= Colet Abedi =

Iranian American writer and producer

Colet Abedi is an Iranian American writer and producer.

==Biography==
Colet Abedi was born in Virginia and grew up in Orange County, California. She received her Bachelor of Arts in English Literature at the University of California, Irvine and currently lives in Los Angeles, California.

== Selected works ==
In addition to working on many television programs broadcast on NBC, ABC, Fox, and most of the cable networks, she is most known for her work as Head Writer on Fox's MyNetwork TV's telenovela drama serials--Fashion House starring Bo Derek, Morgan Fairchild and American Heiress.
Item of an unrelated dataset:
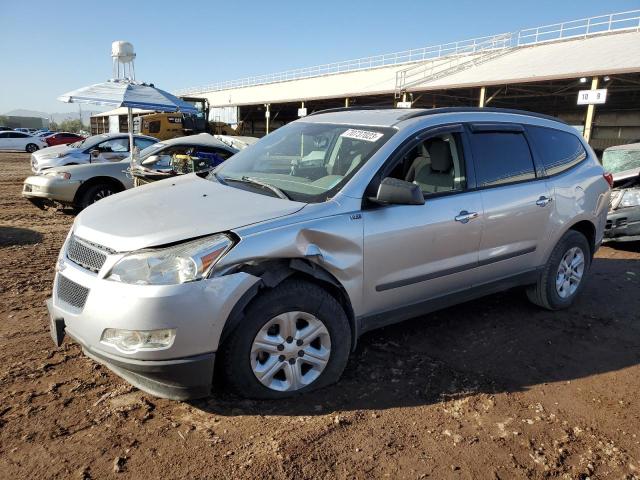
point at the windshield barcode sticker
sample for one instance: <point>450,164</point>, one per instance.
<point>365,135</point>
Abedi is the creator and executive producer of Unsealed: Alien Files and Unsealed: Conspiracy Files. Unsealed: Alien Files is on its third season in syndication. She was a producer for the shows Deal or No Deal, Celebrity Blackjack, and American Heiress.

She also co-authored several young adult novels in the FAE series under the pen name C.J. Abedi with her sister, Jasmine Abedi. Book one was released in July 2013 by Diversion Publishing Group and was an instant online bestseller. The Dark King, the second in the planned FAE trilogy was released in May 2014.
 FAE was inspired by the Lost Colony of Roanoke. FAE was optioned by Ridley Scott in December 2013.

Abedi's first solo novel, Mad Love, was released by Jay McGraw's publishing company, Bird Street Books, in March 2014.